長年、低身長がコンプレックスだった菖蒲とは対照的で、二十センチほど背も高く華やかな容姿をしている、五つ上の女性の鑑のような姉・咲良と比較され続けたせいで、女としての自信など持てずにいた。
そのせいか昔から猫背気味だったし、見た目が少々地味で野暮ったく見えるというのもあったかもしれない。
全ては菖蒲がそう思い込んでいるだけだ。咲良とは身長差があるだけで、実際には容姿も劣ってなどいない。
むしろ咲良を含め両親や周囲からも、小動物のようで可愛いと思われているぐらいである。
勝気な性格こそ似ているが、先に生まれたせいか、咲良の方が自由奔放でいささか我儘なところがあった。
というのも、咲良はまだ大学生の頃より読者モデルとして活躍しており、周囲からチヤホヤされてきたせいだ。
今では売れっ子モデルとして雑誌やメディアで見ない日がないほどである。
それゆえに菖蒲は、幼い頃より周囲の男子から『チビ』と呼ばれ女の子扱いされたことがなかった。
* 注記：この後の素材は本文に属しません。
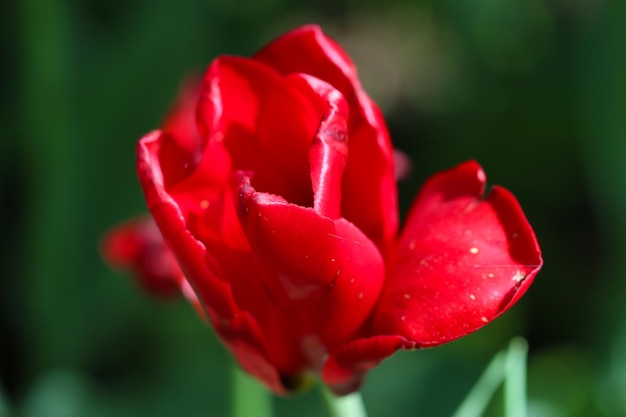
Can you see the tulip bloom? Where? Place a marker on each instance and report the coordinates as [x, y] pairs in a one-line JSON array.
[[283, 216]]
今では完全に居直ってしまい、『どうせ私なんか』と開き直って、恋よりも仕事。
早く一人前のショコラティエールになって、いつの日か自分の店を出し、日本一のチョコレート専門店にしてみせる。
そんな無謀な夢を掲げて、恋愛事から逃げてきた。
けれど本当は、心の奥底では、恋に恋い焦がれていたのだ。
友人に彼氏が出来るたびに羨ましかったし、いつか自分にもーーそんな風に夢見てきた。
だが咲良の存在が厚く大きな壁のように眼前に立ちはだかり、一歩踏み出す勇気が持てずにいただけ。
彼はそんな菖蒲の背中を後押ししてくれた。
合コンでの自己紹介の際にも、杜若菖蒲ーー漫画の主人公のような名前を耳にしても、クスリとも笑わなかったのは彼だけだったというのもある。